Why playing James Bond put Timothy Dalton in "a bubble"

Why playing James Bond put Timothy Dalton in “a bubble”

Taking on an iconic role is never easy. When audiences get attached to a character, they often get hooked to the person bringing that character to life as well. Through the years, some of the most iconic figures in film and television have seen changes in personnel due to age restrictions, death, or simply a need to move on. Albus Dumbledore, Captain James Kirk, Peter Parker, and Buffy Summers are all iconic characters with more than one actor to their name, but few roles are as hotly contested and desired as James Bond.

When Timothy Dalton came on board as 007, the odds were already stacked against him. The shadow of Sean Connery continued to loom large. Roger Moore had wrung out as much with the Bond character as humanly possible before being forced to step aside, having out-aged the role. A public desire to bring in Pierce Brosnan to succeed Moore had been foiled by the producers of Remington Steele, which worsened matters. This caused The Living Daylights to be hastily rewritten for Dalton during a brief window.

Dalton only got two opportunities to play Bond: 1987’s The Living Daylights and 1989’s Licence to Kill. He had signed a three-film contract and had every intention of returning to the franchise, but a legal snafu surrounding the rights to the franchise stalled the start of production. When these were resolved, producer Cubby Broccoli insisted that Dalton sign on for five more films to give the role stability. Unwilling to accept the terms, Dalton resigned from the role before work on GoldenEye officially began and was replaced with the actor whom he had replaced initially: Brosnan.

Dalton’s time as Bond was a mixed bag, both personally and professionally.
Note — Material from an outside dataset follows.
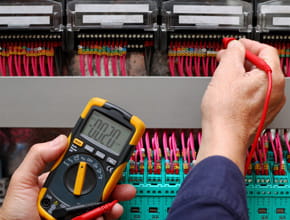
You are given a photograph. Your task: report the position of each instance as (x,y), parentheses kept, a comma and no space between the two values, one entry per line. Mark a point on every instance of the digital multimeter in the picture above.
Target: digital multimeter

His two films have their fans but are largely seen as mid-tier Bond adventures. Like all actors who take on the role, Dalton found trouble distancing himself from 007 after stepping away from the character. When asked about the overall experience he has taken away from being involved with the James Bond films, Dalton expressed his mixed feelings to The A.V. Club in 2018.

“I should be careful what I say, because, of course, everyone is interested in Bond,” Dalton said. “It’s almost like a bracket or a bubble in one’s life. Everybody treats the idea of a Bond film different to anything else. I mean, journalists come knowing the story they want to write, whereas on a normal piece of work we’re all discovering what to write about. We’re discovering what we’re acting. It’s part of the creative process. But in a Bond movie? No. People know what they want to write about. And they know, really, what they want”.

“Everyone’s got an opinion, from the top of the studio down to the guy in the street,” Dalton added. “But you’re sort of … outside. No one, no matter how well someone can communicate, can tell you – and I certainly can’t really communicate accurately – what it is like to be the actor playing James Bond. The only actors who can are the other actors who’ve played the part. It’s kind of astonishing, really. You are in kind of a bubble. It’s real, it’s valuable, it’s exciting, and it can give great pleasure. And yet it’s somehow unreal. No, forget the ‘unreal’ bit. But it’s somehow outside the normal course of what we all share in”.

Dalton eventually described the filming of his movies as “a fantastic experience,” but his trepidation to thoroughly analyse his time as Bond is understandable. Dalton also believed that Daniel Craig accomplished what he had tried to execute as Bond.

“Everyone’s happy with what they know. And everyone intellectually says, ‘Well, yes… it was getting a bit stale, it was getting a bit this, that, and the other,” Dalton commented. “But nobody actually wants to [change]. So it wasn’t as easy as one would hope. I mean, now they have. I think now, with Daniel [Craig], they have. But that was, what, almost 20 years later that they actually embarked on something more believable?”